D’autres activités sont accessibles telles que la gestion de la qualité, le management d’équipe, la direction de laboratoires voire de société, la bioinformatique, le maniement d’appareils et de technologies toujours plus innovantes et encore bien plus. Ainsi, les parcours sont très diversifiés avec aussi l’accès à certains domaines plus inattendus comme le Commissariat à l’Energie Atomique ou encore l’industrie du diagnostic in-vitro. En somme, il est quasiment impossible de ne pas trouver chaussure à son pied en biologie médicale. Ensuite, le lien étroit entre la spécialité et la recherche fait aussi partie de ses forces. Travaillant au coeur même du laboratoire, celle-ci peut être accessible très facilement et en parallèle de l’activité de routine. Plus encore, elle fait partie intégrante du métier, la biologie étant une spécialité en perpétuel renouvellement et devant constamment être à la pointe de l’innovation et de la technologie. Toutes ces raisons en font une des spécialités qui intègre le mieux une activité de recherche quelle que soit la situation. Enfin, le dialogue clinico-biologique est certainement l’aspect le moins mis en avant et pourtant demeure l’activité première et le coeur du travail de biologiste.

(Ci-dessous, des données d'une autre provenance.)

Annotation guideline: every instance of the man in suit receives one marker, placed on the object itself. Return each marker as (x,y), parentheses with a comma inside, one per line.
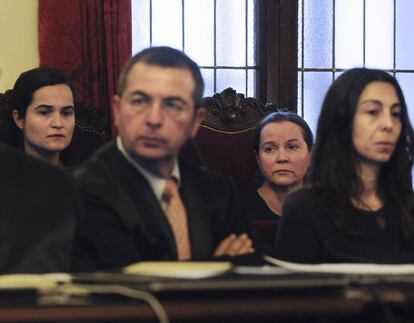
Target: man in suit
(156,110)
(38,209)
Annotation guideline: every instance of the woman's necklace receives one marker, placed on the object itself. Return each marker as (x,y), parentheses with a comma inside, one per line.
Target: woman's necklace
(267,203)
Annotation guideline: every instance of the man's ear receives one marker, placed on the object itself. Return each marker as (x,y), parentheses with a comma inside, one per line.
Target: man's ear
(199,115)
(116,104)
(19,121)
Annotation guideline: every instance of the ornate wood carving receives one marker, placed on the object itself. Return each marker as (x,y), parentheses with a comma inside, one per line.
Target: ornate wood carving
(230,111)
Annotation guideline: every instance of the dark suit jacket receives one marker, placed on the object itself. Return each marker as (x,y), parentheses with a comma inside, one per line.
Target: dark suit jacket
(125,223)
(38,206)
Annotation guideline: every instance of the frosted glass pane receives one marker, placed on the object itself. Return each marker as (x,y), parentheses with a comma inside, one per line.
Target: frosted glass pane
(167,23)
(315,84)
(251,83)
(231,33)
(349,33)
(208,77)
(299,99)
(199,31)
(235,79)
(379,34)
(251,44)
(140,25)
(300,33)
(318,33)
(404,36)
(406,81)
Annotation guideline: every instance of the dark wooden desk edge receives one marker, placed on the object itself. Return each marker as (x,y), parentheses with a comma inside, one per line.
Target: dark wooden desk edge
(194,309)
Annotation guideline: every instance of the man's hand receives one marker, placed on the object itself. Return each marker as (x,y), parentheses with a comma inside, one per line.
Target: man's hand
(235,245)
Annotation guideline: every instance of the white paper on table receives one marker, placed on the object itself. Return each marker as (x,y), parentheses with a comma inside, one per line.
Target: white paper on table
(345,268)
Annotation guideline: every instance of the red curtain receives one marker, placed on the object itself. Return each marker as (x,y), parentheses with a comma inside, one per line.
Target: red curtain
(88,39)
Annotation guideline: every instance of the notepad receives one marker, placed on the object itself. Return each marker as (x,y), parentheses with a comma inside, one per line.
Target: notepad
(178,269)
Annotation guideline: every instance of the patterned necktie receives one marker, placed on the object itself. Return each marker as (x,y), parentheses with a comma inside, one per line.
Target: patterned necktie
(177,218)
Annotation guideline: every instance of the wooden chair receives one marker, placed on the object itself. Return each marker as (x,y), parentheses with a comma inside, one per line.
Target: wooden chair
(224,140)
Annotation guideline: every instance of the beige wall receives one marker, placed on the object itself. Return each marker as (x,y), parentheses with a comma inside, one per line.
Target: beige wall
(19,49)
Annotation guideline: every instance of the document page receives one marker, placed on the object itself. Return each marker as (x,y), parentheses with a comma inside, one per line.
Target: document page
(345,268)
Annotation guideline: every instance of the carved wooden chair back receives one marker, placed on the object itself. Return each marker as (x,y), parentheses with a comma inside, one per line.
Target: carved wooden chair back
(225,136)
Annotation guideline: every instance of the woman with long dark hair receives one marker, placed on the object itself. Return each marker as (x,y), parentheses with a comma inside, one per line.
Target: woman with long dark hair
(42,113)
(282,143)
(358,207)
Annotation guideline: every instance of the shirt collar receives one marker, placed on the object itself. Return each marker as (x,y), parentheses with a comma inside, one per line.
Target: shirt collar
(157,183)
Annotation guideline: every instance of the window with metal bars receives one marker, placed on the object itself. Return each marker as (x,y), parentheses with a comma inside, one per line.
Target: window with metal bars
(220,35)
(334,35)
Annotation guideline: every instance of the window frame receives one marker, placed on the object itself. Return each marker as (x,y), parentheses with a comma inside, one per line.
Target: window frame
(278,52)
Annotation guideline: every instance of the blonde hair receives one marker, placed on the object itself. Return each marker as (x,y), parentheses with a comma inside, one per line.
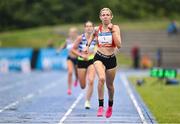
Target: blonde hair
(73,29)
(88,22)
(106,9)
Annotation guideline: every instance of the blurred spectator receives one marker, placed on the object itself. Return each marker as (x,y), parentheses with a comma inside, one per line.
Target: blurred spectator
(159,57)
(172,28)
(135,52)
(146,62)
(50,43)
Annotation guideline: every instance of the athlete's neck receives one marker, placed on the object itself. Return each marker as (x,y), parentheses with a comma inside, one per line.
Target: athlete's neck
(105,27)
(87,35)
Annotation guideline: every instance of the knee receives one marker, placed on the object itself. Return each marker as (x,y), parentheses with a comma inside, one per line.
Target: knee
(83,85)
(70,72)
(91,83)
(110,86)
(102,79)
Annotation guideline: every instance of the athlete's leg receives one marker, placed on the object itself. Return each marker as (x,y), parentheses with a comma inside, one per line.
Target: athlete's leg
(110,75)
(100,70)
(82,77)
(90,76)
(76,75)
(70,70)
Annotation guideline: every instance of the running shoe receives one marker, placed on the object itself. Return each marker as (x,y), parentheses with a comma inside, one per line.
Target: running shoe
(75,83)
(109,112)
(69,92)
(100,111)
(87,105)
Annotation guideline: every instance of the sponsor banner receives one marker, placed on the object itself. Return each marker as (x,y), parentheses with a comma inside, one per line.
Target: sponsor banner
(15,59)
(50,59)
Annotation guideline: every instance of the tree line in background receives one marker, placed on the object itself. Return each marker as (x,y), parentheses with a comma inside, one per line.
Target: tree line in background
(30,13)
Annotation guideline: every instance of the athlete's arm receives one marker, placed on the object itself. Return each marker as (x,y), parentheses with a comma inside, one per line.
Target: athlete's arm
(75,46)
(116,36)
(90,40)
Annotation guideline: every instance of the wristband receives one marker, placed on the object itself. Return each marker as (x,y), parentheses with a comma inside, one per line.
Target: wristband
(88,45)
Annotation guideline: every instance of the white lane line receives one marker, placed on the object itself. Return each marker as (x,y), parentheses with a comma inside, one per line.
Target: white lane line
(24,81)
(126,83)
(29,96)
(71,108)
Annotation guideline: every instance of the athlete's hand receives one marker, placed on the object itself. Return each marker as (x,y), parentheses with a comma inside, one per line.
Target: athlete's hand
(58,51)
(85,56)
(110,26)
(86,50)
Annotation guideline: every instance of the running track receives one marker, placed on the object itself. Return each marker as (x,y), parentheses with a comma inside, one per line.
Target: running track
(40,97)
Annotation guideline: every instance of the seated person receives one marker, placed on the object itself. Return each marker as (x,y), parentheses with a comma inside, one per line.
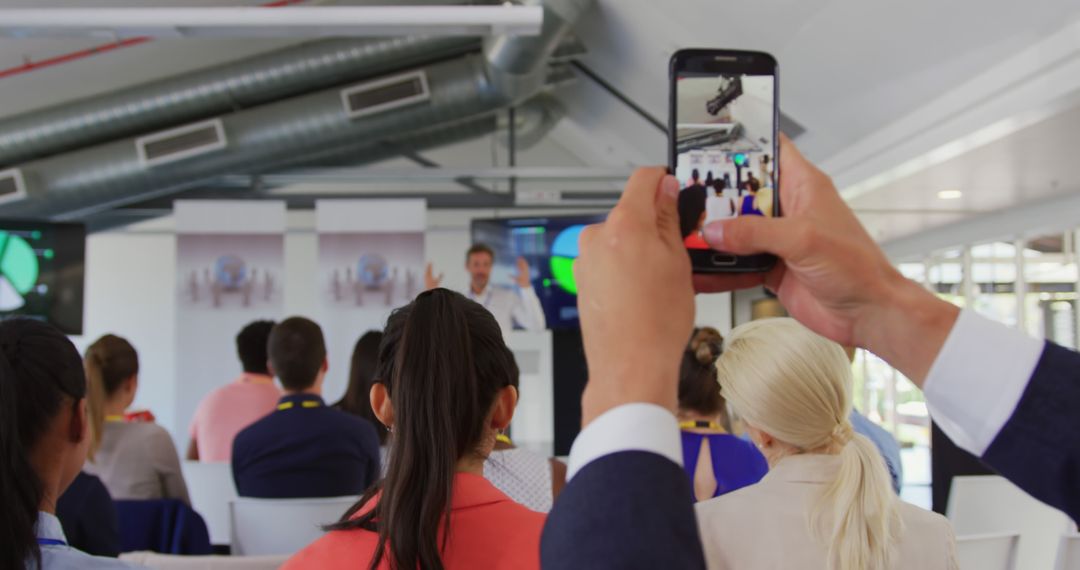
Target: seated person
(232,407)
(362,370)
(826,501)
(716,461)
(89,517)
(304,448)
(449,388)
(44,433)
(134,459)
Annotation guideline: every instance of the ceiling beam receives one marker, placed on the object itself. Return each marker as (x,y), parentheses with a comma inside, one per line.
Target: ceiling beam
(293,22)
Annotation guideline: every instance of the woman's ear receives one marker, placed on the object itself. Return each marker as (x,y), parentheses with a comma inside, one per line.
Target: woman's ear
(381,406)
(504,405)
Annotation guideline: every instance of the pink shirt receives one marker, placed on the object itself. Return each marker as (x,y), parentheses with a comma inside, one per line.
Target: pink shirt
(227,410)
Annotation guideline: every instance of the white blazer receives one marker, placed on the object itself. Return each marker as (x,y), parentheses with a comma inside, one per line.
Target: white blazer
(766,526)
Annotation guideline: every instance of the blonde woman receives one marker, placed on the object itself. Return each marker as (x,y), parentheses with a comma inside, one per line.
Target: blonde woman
(826,502)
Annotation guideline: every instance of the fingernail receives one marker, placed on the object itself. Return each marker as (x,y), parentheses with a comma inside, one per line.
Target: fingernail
(670,186)
(714,232)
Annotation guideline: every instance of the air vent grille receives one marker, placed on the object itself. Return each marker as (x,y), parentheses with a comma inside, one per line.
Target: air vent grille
(12,186)
(386,94)
(181,143)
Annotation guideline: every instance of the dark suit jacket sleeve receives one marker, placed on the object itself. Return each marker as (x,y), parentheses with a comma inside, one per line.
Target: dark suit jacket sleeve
(624,511)
(1039,447)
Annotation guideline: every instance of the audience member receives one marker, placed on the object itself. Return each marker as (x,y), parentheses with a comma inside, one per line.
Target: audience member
(44,434)
(716,461)
(227,410)
(134,459)
(527,477)
(453,385)
(305,448)
(513,308)
(89,517)
(362,370)
(827,498)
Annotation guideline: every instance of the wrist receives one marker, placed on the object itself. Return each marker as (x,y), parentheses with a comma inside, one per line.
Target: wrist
(608,391)
(906,326)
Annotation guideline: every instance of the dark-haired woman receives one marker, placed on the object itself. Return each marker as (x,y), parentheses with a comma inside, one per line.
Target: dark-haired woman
(362,369)
(716,461)
(447,385)
(44,434)
(134,459)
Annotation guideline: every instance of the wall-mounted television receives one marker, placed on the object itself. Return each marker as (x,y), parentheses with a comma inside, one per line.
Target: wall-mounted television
(42,271)
(550,245)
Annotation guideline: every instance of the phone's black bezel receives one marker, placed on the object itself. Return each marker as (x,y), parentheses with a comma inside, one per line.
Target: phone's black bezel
(700,60)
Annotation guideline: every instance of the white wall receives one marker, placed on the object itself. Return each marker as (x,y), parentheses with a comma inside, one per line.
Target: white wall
(131,277)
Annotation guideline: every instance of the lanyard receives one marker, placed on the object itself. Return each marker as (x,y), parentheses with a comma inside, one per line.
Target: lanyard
(305,404)
(700,425)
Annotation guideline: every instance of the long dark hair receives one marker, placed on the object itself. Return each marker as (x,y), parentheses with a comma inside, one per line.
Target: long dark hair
(40,371)
(443,362)
(362,369)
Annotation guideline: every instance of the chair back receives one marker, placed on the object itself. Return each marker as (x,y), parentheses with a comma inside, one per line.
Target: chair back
(990,504)
(211,487)
(167,561)
(987,552)
(281,526)
(1068,553)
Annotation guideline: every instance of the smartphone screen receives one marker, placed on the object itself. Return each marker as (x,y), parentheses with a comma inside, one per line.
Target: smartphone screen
(724,147)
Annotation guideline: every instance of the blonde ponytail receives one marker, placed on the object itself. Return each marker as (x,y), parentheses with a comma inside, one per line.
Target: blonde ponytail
(796,385)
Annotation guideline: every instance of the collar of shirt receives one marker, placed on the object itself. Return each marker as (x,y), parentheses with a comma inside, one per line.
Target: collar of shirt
(251,378)
(805,467)
(49,528)
(297,399)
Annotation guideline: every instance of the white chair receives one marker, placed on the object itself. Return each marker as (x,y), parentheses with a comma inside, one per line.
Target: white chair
(212,488)
(983,504)
(169,561)
(281,526)
(987,552)
(1068,553)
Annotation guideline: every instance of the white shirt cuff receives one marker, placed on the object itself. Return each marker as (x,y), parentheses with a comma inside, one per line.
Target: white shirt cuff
(977,379)
(628,428)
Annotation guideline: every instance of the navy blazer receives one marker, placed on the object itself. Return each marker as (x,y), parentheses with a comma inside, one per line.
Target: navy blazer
(306,450)
(628,510)
(1039,447)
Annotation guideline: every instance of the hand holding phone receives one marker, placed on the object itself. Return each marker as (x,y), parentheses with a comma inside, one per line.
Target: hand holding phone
(723,143)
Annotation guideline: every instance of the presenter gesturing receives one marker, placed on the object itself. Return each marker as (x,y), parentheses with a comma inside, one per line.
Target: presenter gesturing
(513,308)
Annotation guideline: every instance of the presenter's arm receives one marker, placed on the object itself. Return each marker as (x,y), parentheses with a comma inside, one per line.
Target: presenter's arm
(527,311)
(995,391)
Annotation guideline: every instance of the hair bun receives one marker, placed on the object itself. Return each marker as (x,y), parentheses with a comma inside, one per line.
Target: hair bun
(706,345)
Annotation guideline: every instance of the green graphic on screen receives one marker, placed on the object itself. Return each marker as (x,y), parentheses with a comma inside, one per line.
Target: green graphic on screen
(564,250)
(18,271)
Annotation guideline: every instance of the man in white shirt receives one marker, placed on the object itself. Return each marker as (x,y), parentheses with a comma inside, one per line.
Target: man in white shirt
(517,308)
(1001,395)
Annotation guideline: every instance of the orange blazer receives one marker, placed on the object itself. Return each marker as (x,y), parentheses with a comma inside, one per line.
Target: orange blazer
(489,531)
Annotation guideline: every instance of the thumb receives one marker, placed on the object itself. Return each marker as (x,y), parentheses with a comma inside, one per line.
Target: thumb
(667,208)
(755,234)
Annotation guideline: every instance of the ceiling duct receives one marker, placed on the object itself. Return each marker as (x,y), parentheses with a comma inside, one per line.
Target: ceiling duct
(215,91)
(109,175)
(12,186)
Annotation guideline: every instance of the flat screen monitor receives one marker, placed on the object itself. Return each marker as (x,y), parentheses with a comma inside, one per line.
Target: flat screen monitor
(550,245)
(42,270)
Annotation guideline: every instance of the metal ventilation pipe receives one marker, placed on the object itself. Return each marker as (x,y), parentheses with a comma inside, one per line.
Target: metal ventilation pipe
(109,175)
(215,91)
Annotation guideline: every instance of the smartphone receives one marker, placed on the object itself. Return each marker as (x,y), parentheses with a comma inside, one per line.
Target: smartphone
(723,147)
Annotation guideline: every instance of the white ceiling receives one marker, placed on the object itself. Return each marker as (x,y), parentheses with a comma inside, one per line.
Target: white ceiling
(850,70)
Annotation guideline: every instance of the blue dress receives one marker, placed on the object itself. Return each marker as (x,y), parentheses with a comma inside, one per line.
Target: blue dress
(736,462)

L’interprétation des résultats, l’explication de bilans, le conseil au prescripteur tant dans la prescription initiale que dans les examens complémentaires à ajouter ainsi que la participation à des RCP pour discuter des cas les plus complexes font partie de la pratique courante.
Cependant, elle est souvent sous-estimée par les autres praticiens, les étudiants mais aussi les patients. Certains biologistes réalisent même des activités de consultations dans des domaines spécialisés mais aussi de conseils plus polyvalents en laboratoires de ville. Le biologiste a une valeur ajoutée certaine de part son expertise, la connaissance des analyses les plus routinières comme les plus spécialisées, des différentes technologies mais aussi par le temps dont manque parfois les cliniciens pour pouvoir se poser sur les dossiers compliqués.
Tout cela doit être valorisé et mieux exposé comme n’importe quelle autre compétence.
Ainsi, tous ces grands aspects méconnus de la profession, qui constituent pourtant des atouts et des avantages vis-à-vis des autres spécialités, peuvent être largement mis en avant. Actuellement, plusieurs travaux sont en cours afin de mieux définir et rappeler les missions, ô combien indispensables, du biologiste médical auprès de la population générale, des praticiens d’autres spécialités mais aussi et surtout des étudiants. Ceci peut être l’occasion de retravailler à mieux mettre en lumière le métier de biologiste à tous les niveaux d’étude et à fortiori au décours de l’externat, de recentrer les stages en laboratoire autour du biologiste et non pas autour du laboratoire et des automates. Les biologistes eux-mêmes, qu’ils soient pharmaciens ou médecins, peuvent être les moteurs de cette communication de part leur retour d’expérience et leur vision de la profession. Une meilleure compréhension et visibilité générale de la spécialité permettra que tout un chacun puisse apprécier au mieux ses forces, son impact et son importance.